Sunday, January 24, 3:10, 5:20, 7:30, 9:40
(Kurosawa Festival continues through February 18)
212-727-8110
www.filmforum.org
When two famous people are caught together at a hotel in the mountains, a scandal breaks out as a lurid gossip magazine prints their picture and makes up a sordid romance that is not true. With their reputations tainted, they consider suing the publication, but they run into problems with their ragtag lawyer, who has a bit of a gambling problem. Akira Kurosawa regular Toshirô Mifune stars as Ichiro Aoye, a well-known painter who likes smoking pipes and riding his flashy motorcycle.

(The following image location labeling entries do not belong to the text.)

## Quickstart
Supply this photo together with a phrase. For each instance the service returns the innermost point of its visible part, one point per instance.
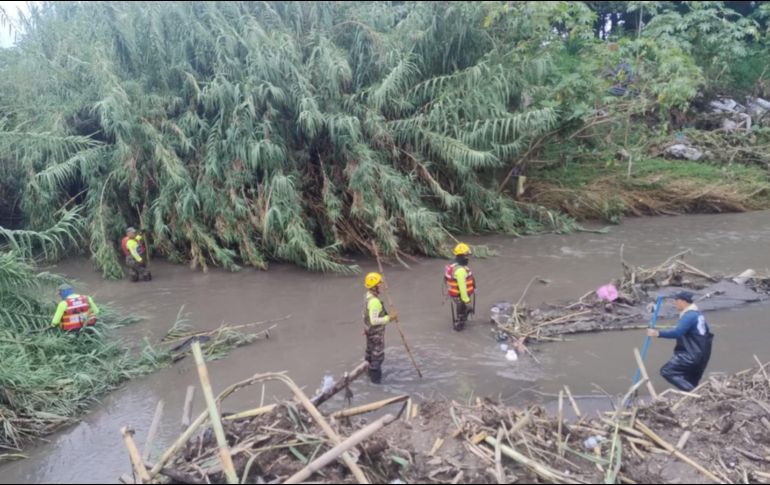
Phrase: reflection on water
(324, 334)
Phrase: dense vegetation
(238, 133)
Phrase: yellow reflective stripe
(374, 307)
(461, 275)
(132, 247)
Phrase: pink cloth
(607, 293)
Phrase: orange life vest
(453, 286)
(124, 246)
(77, 314)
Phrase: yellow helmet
(372, 280)
(462, 249)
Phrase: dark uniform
(375, 320)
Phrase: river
(323, 334)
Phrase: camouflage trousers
(136, 270)
(375, 349)
(462, 312)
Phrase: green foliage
(247, 132)
(239, 133)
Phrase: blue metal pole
(646, 346)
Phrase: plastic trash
(607, 293)
(501, 312)
(593, 442)
(327, 384)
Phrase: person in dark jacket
(693, 345)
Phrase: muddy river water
(323, 334)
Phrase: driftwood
(294, 442)
(341, 448)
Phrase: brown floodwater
(324, 333)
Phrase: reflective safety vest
(373, 329)
(78, 313)
(139, 249)
(452, 285)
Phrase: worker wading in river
(461, 286)
(375, 320)
(74, 312)
(693, 345)
(135, 253)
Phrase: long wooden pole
(216, 423)
(136, 458)
(390, 303)
(331, 455)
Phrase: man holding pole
(460, 286)
(136, 258)
(375, 319)
(693, 345)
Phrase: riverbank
(50, 378)
(323, 336)
(601, 190)
(717, 433)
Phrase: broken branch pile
(638, 289)
(718, 433)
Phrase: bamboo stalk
(561, 422)
(628, 395)
(331, 455)
(646, 376)
(573, 402)
(135, 456)
(368, 408)
(216, 423)
(539, 469)
(499, 457)
(153, 430)
(313, 411)
(398, 324)
(251, 413)
(668, 447)
(436, 446)
(341, 384)
(187, 410)
(683, 440)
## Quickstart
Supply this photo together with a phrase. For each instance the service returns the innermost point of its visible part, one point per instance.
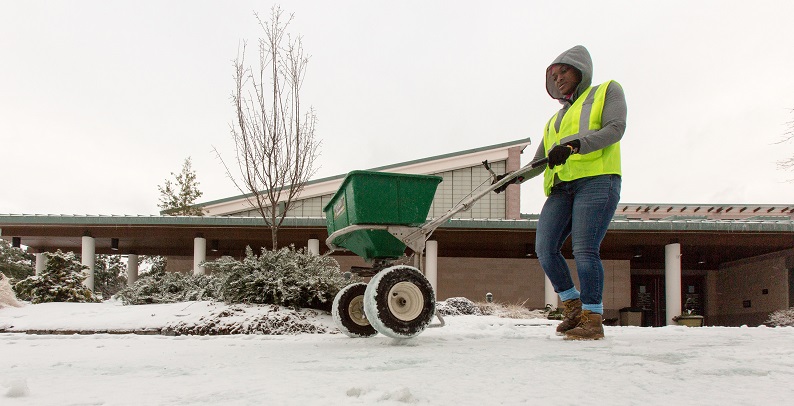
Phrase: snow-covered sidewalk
(473, 360)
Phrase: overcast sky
(101, 100)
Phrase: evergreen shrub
(781, 318)
(286, 277)
(60, 281)
(159, 286)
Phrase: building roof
(718, 240)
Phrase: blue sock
(594, 308)
(569, 294)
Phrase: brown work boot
(571, 311)
(590, 327)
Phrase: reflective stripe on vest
(581, 119)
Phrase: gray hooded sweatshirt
(613, 117)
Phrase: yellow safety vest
(582, 118)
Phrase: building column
(88, 259)
(314, 246)
(552, 298)
(41, 262)
(199, 255)
(132, 269)
(672, 281)
(431, 264)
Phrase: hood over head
(579, 58)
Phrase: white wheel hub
(356, 311)
(406, 301)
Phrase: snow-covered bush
(236, 320)
(286, 277)
(159, 286)
(7, 296)
(15, 263)
(110, 275)
(781, 318)
(60, 281)
(457, 306)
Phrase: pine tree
(15, 263)
(60, 281)
(178, 198)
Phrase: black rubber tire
(348, 312)
(399, 302)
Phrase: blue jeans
(582, 209)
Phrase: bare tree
(274, 136)
(788, 136)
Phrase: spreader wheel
(348, 311)
(399, 302)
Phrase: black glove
(502, 188)
(560, 153)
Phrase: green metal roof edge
(16, 219)
(524, 224)
(380, 168)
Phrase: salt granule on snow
(17, 388)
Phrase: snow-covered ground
(473, 360)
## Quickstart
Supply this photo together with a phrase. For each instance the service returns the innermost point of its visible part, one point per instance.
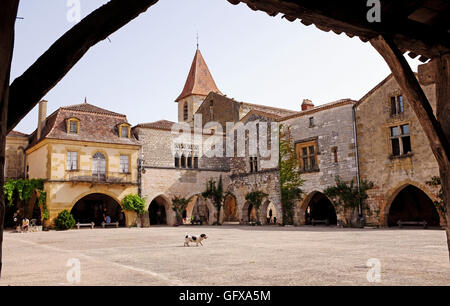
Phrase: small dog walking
(194, 239)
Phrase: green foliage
(439, 203)
(178, 206)
(134, 202)
(215, 194)
(65, 220)
(346, 196)
(23, 189)
(290, 179)
(255, 198)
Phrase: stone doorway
(412, 204)
(230, 211)
(97, 207)
(320, 210)
(157, 211)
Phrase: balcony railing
(98, 177)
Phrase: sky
(253, 58)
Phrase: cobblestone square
(232, 255)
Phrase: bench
(116, 224)
(91, 225)
(401, 223)
(325, 221)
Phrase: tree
(290, 179)
(215, 194)
(348, 198)
(255, 199)
(18, 98)
(179, 204)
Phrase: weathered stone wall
(391, 174)
(333, 128)
(15, 157)
(160, 179)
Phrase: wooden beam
(415, 95)
(26, 91)
(8, 13)
(429, 40)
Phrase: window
(397, 106)
(253, 164)
(99, 165)
(124, 132)
(185, 112)
(189, 160)
(334, 151)
(73, 126)
(72, 161)
(195, 162)
(183, 161)
(400, 140)
(307, 155)
(177, 161)
(124, 164)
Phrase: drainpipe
(140, 167)
(356, 155)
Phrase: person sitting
(25, 225)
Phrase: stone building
(90, 158)
(181, 168)
(325, 146)
(16, 143)
(395, 154)
(87, 157)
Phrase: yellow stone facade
(48, 160)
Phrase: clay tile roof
(322, 107)
(160, 125)
(89, 108)
(16, 134)
(96, 125)
(270, 109)
(199, 81)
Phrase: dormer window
(73, 126)
(124, 130)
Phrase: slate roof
(199, 81)
(96, 125)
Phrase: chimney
(41, 117)
(307, 105)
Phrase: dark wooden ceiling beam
(350, 17)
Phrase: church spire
(199, 81)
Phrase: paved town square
(232, 255)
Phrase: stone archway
(318, 209)
(97, 208)
(411, 203)
(269, 213)
(201, 211)
(248, 213)
(230, 210)
(158, 211)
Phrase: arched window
(177, 161)
(189, 161)
(99, 165)
(183, 161)
(185, 112)
(195, 162)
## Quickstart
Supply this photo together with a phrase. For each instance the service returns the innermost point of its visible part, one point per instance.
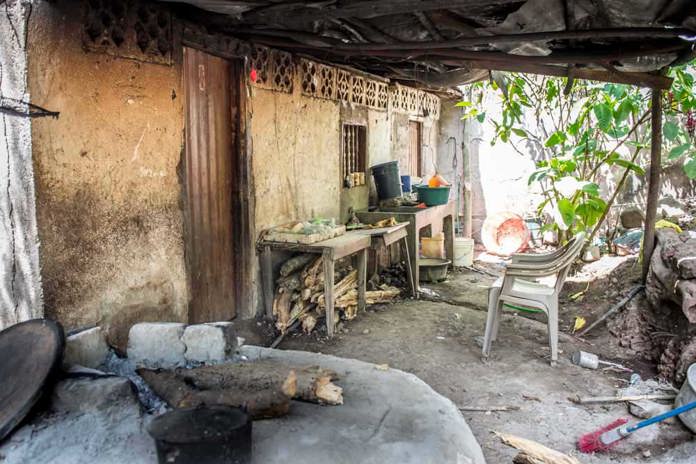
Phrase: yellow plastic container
(433, 247)
(463, 251)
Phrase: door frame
(243, 205)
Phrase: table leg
(362, 278)
(412, 244)
(267, 272)
(328, 294)
(448, 230)
(404, 249)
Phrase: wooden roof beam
(312, 11)
(641, 33)
(649, 80)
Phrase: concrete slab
(388, 417)
(157, 344)
(210, 342)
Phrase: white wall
(20, 280)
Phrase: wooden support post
(267, 273)
(362, 278)
(653, 181)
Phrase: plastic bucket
(433, 196)
(463, 251)
(202, 435)
(686, 395)
(387, 181)
(406, 184)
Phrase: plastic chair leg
(553, 331)
(490, 321)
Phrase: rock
(209, 342)
(156, 344)
(118, 324)
(632, 218)
(87, 348)
(89, 394)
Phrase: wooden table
(385, 236)
(418, 218)
(331, 250)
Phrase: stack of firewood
(299, 294)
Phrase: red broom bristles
(590, 442)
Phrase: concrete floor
(438, 343)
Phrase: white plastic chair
(532, 281)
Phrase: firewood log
(291, 282)
(263, 389)
(314, 386)
(295, 263)
(343, 286)
(281, 309)
(308, 323)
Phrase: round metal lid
(29, 353)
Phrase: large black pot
(203, 435)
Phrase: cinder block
(87, 348)
(209, 342)
(156, 344)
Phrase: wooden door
(211, 151)
(415, 156)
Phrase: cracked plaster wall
(20, 280)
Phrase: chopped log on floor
(533, 452)
(346, 284)
(264, 388)
(371, 297)
(314, 386)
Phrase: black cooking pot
(203, 435)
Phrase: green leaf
(603, 114)
(556, 138)
(623, 111)
(567, 211)
(630, 165)
(519, 132)
(677, 151)
(670, 130)
(591, 189)
(690, 168)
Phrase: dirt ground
(439, 341)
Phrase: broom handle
(663, 416)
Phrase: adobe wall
(108, 192)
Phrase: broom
(608, 436)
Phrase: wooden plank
(209, 181)
(328, 262)
(653, 181)
(267, 275)
(362, 278)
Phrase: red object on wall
(505, 233)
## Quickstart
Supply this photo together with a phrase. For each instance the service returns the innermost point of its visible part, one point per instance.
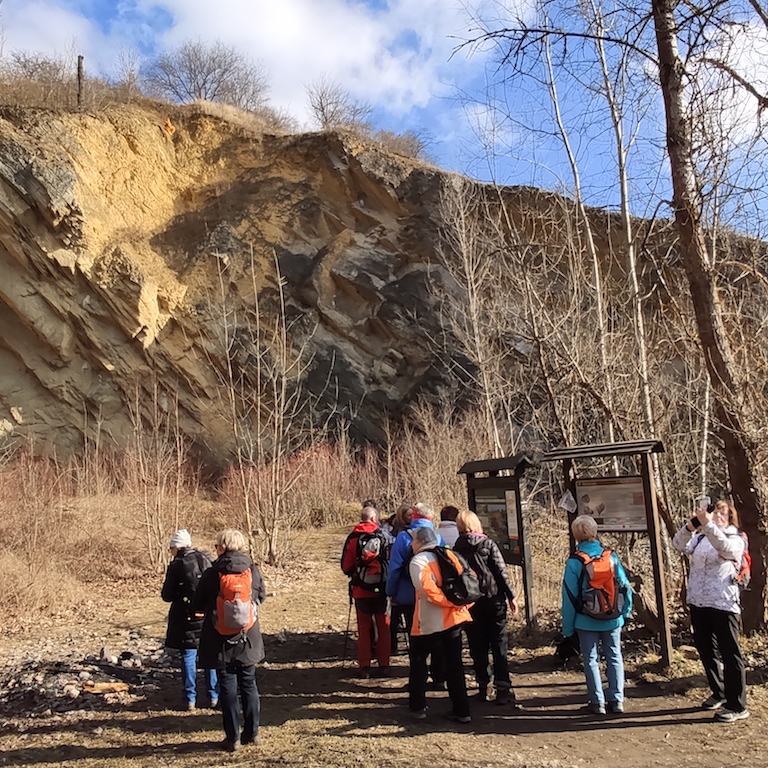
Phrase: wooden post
(525, 553)
(654, 534)
(80, 79)
(569, 481)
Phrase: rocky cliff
(144, 266)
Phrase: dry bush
(57, 542)
(413, 144)
(262, 120)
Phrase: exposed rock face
(130, 259)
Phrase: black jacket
(217, 650)
(486, 560)
(181, 579)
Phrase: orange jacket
(434, 611)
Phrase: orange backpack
(599, 596)
(235, 611)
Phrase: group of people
(411, 595)
(407, 595)
(395, 581)
(227, 647)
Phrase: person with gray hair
(183, 633)
(596, 632)
(234, 655)
(436, 629)
(400, 589)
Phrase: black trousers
(716, 637)
(488, 634)
(446, 645)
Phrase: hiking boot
(730, 716)
(229, 746)
(505, 700)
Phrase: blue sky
(401, 56)
(395, 54)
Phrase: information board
(497, 510)
(616, 503)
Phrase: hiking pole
(346, 634)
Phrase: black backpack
(371, 561)
(461, 587)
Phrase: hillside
(131, 256)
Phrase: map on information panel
(616, 503)
(497, 510)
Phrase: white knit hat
(181, 539)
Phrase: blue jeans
(233, 678)
(189, 676)
(614, 664)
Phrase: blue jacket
(572, 620)
(399, 585)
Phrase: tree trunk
(731, 410)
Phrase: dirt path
(317, 714)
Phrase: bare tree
(126, 72)
(650, 35)
(332, 107)
(210, 72)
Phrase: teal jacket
(572, 620)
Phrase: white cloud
(396, 57)
(394, 54)
(45, 27)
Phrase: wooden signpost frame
(514, 467)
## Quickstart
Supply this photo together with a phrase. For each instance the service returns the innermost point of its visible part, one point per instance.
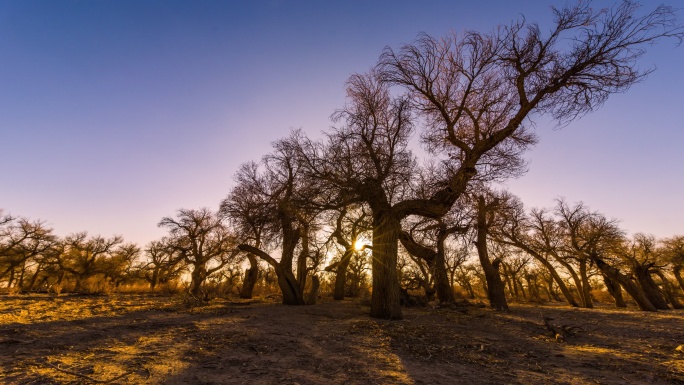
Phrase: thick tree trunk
(385, 293)
(586, 288)
(615, 291)
(495, 288)
(677, 271)
(251, 277)
(630, 287)
(289, 286)
(303, 256)
(445, 291)
(34, 278)
(198, 275)
(154, 279)
(650, 288)
(341, 276)
(313, 294)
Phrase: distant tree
(119, 267)
(163, 263)
(282, 193)
(84, 256)
(478, 93)
(22, 242)
(672, 250)
(202, 240)
(247, 208)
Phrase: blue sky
(114, 114)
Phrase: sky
(114, 114)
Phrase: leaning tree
(477, 95)
(202, 239)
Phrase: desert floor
(137, 339)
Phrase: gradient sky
(114, 114)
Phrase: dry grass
(142, 339)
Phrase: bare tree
(203, 241)
(163, 263)
(84, 255)
(282, 192)
(247, 208)
(478, 93)
(348, 229)
(22, 242)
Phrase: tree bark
(385, 302)
(650, 288)
(251, 277)
(630, 287)
(198, 275)
(615, 291)
(495, 287)
(341, 276)
(677, 271)
(585, 290)
(668, 291)
(289, 287)
(313, 294)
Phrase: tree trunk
(289, 286)
(154, 279)
(650, 288)
(303, 256)
(668, 291)
(198, 275)
(445, 291)
(677, 271)
(251, 277)
(341, 276)
(34, 278)
(495, 288)
(615, 291)
(385, 293)
(585, 290)
(630, 287)
(313, 294)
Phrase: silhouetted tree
(477, 92)
(202, 240)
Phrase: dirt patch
(152, 340)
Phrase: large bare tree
(202, 240)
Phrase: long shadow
(136, 339)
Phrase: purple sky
(114, 114)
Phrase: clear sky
(114, 114)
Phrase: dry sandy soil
(129, 339)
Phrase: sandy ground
(130, 339)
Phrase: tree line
(313, 208)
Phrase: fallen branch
(557, 334)
(95, 380)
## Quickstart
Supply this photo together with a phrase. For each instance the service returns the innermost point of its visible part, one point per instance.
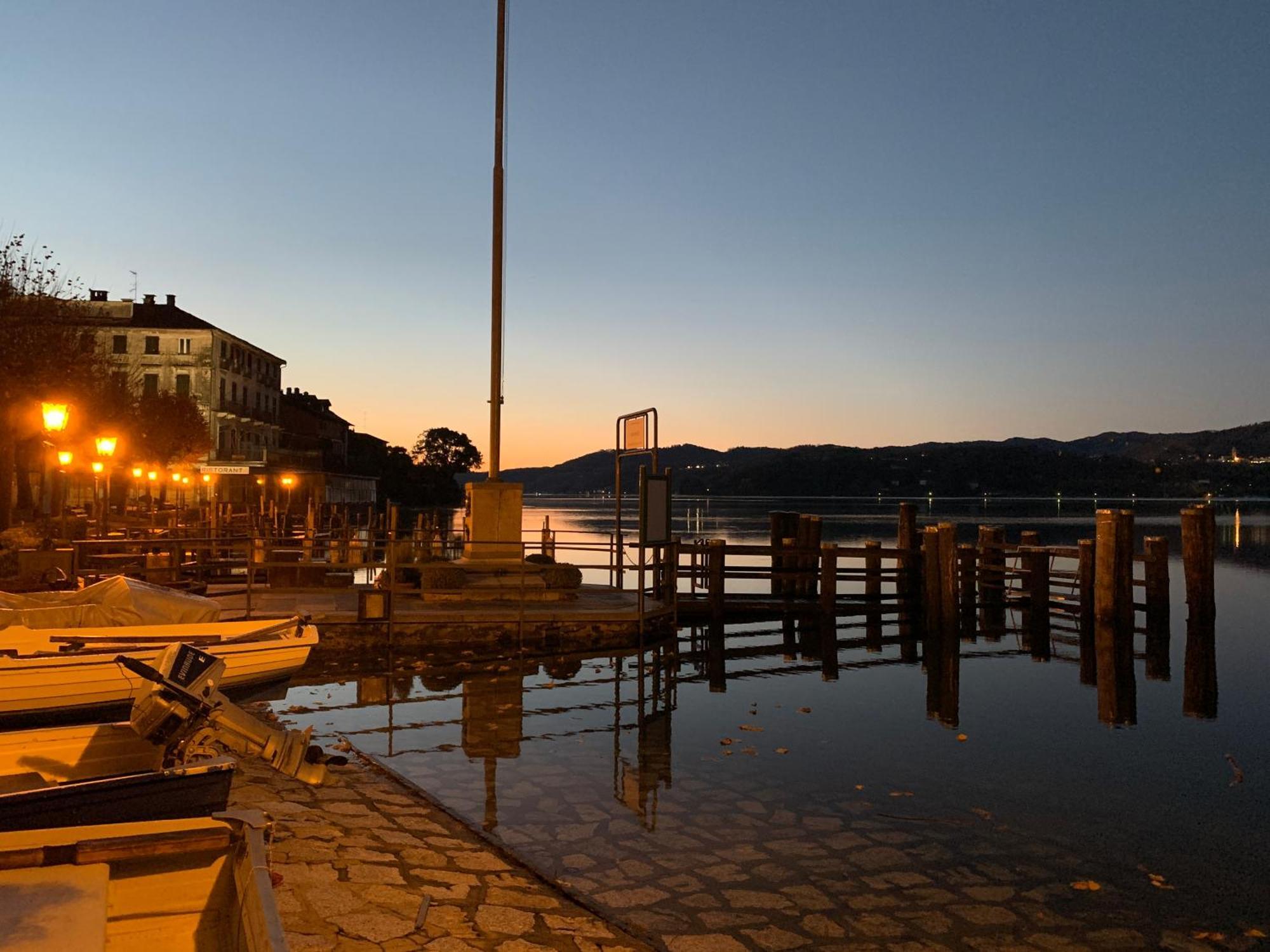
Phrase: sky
(784, 223)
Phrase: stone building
(161, 347)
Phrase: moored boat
(172, 885)
(76, 673)
(101, 774)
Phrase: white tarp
(114, 602)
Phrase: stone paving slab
(359, 857)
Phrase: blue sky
(780, 223)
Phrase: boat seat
(20, 783)
(55, 907)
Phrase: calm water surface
(610, 774)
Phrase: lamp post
(97, 475)
(54, 418)
(106, 447)
(65, 459)
(289, 482)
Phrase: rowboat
(74, 672)
(101, 774)
(173, 885)
(167, 762)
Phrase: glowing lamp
(57, 417)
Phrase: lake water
(760, 799)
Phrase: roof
(156, 317)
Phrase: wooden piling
(873, 597)
(948, 576)
(783, 527)
(967, 565)
(716, 578)
(1036, 565)
(1113, 616)
(933, 600)
(993, 581)
(1156, 550)
(909, 568)
(1085, 583)
(830, 585)
(1200, 550)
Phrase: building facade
(162, 348)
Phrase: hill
(1108, 464)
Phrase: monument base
(492, 521)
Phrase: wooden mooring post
(784, 526)
(1085, 587)
(1200, 553)
(1036, 567)
(967, 567)
(873, 597)
(993, 581)
(1113, 616)
(1156, 565)
(716, 577)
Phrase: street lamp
(54, 418)
(106, 447)
(57, 417)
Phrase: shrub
(443, 576)
(562, 576)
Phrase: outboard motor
(185, 713)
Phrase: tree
(43, 357)
(170, 428)
(440, 455)
(446, 453)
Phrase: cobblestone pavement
(744, 871)
(359, 856)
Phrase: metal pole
(496, 304)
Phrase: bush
(562, 576)
(441, 576)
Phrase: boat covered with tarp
(112, 602)
(172, 885)
(76, 671)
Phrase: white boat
(73, 671)
(172, 885)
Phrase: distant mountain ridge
(1182, 464)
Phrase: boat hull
(199, 790)
(83, 682)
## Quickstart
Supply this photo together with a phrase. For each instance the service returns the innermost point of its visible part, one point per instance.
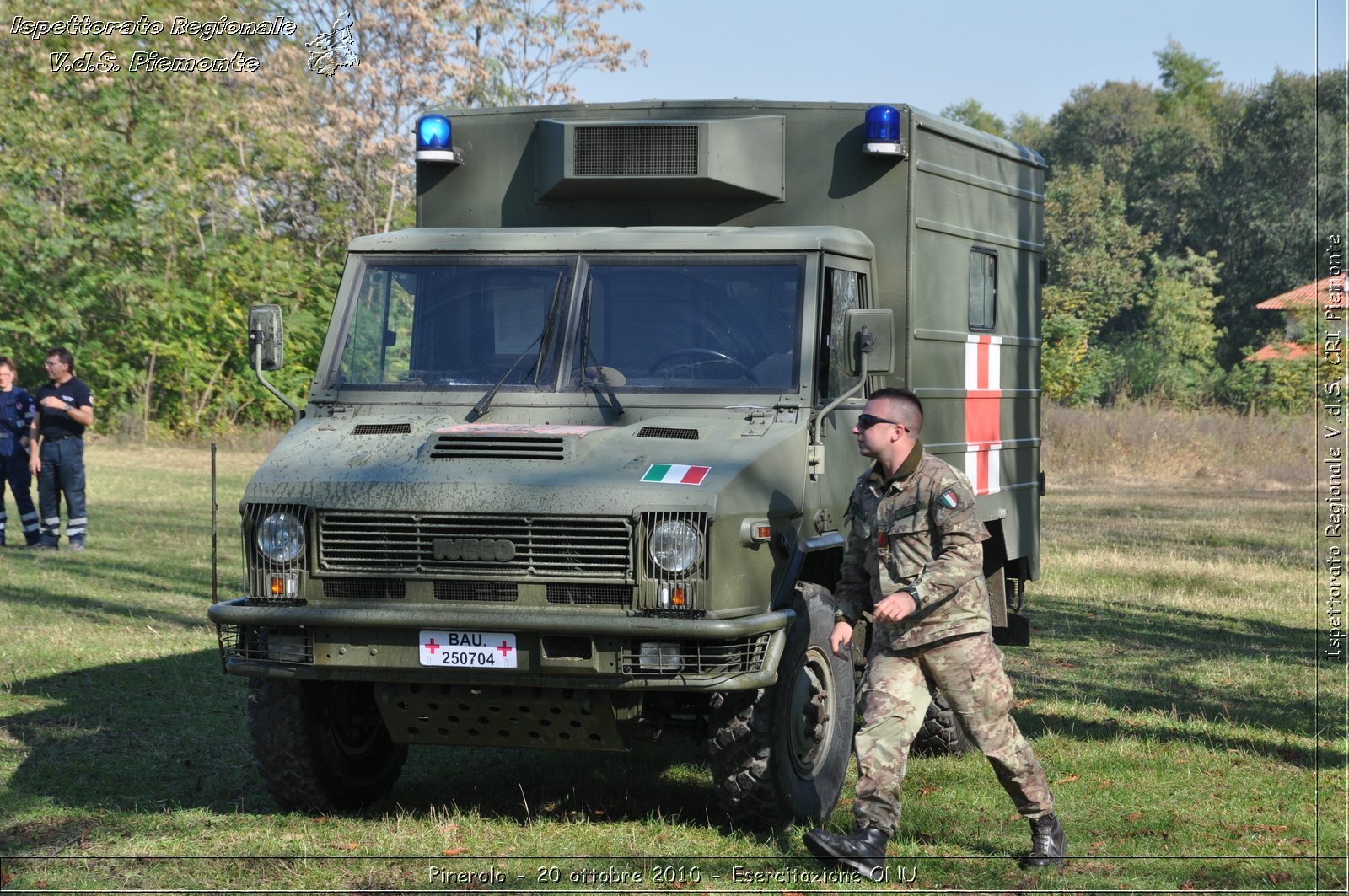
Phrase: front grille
(641, 150)
(452, 544)
(498, 447)
(357, 588)
(605, 595)
(676, 657)
(478, 591)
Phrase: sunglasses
(867, 421)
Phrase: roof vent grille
(649, 150)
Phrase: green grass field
(1171, 691)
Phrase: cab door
(846, 285)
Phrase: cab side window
(843, 290)
(984, 289)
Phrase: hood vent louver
(665, 432)
(498, 447)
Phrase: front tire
(321, 745)
(780, 754)
(941, 733)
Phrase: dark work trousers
(13, 469)
(62, 473)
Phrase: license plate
(469, 649)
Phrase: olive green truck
(578, 451)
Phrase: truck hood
(443, 466)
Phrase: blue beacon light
(883, 131)
(433, 141)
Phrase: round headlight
(674, 545)
(281, 537)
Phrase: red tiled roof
(1287, 351)
(1308, 294)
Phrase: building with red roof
(1295, 304)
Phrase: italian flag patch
(678, 474)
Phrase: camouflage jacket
(917, 529)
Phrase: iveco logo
(497, 550)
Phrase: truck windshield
(719, 325)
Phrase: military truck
(578, 448)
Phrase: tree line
(1171, 212)
(145, 212)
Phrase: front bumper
(568, 649)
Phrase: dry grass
(1209, 449)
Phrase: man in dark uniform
(65, 409)
(17, 408)
(915, 561)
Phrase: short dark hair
(907, 399)
(64, 354)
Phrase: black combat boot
(1049, 842)
(863, 851)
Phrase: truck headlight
(281, 537)
(674, 545)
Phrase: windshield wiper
(599, 384)
(485, 404)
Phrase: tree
(1096, 265)
(1173, 357)
(973, 114)
(146, 211)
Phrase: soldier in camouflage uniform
(915, 561)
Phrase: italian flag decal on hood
(679, 474)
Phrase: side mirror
(870, 331)
(265, 331)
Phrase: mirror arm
(818, 421)
(256, 351)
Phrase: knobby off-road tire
(780, 754)
(321, 745)
(941, 733)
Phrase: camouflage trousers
(895, 700)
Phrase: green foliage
(1173, 355)
(145, 212)
(1245, 179)
(973, 114)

Yoshiko Yamaguchi is Miyaka Saijo, a timid pop singer who is terrified of the unwanted publicity. And Takashi Shimura is Hiruta, the struggling lawyer devoted to his young daughter, who is dying of TB. The first half of the movie is involving right from the roaring opening-titles sequence, with good characterization and an alluring story line. Unfortunately, the film bogs down in the second half, especially during the hard-to-believe courtroom scenes, the only ones of Kurosawa’s career. And the Christmas bit is tired and cliché-ridden, even if might have been unique at the time for a film made in postwar Japan. But Kurosawa’s attack on the media is still valid today, even if he did fill it with sappy melodrama.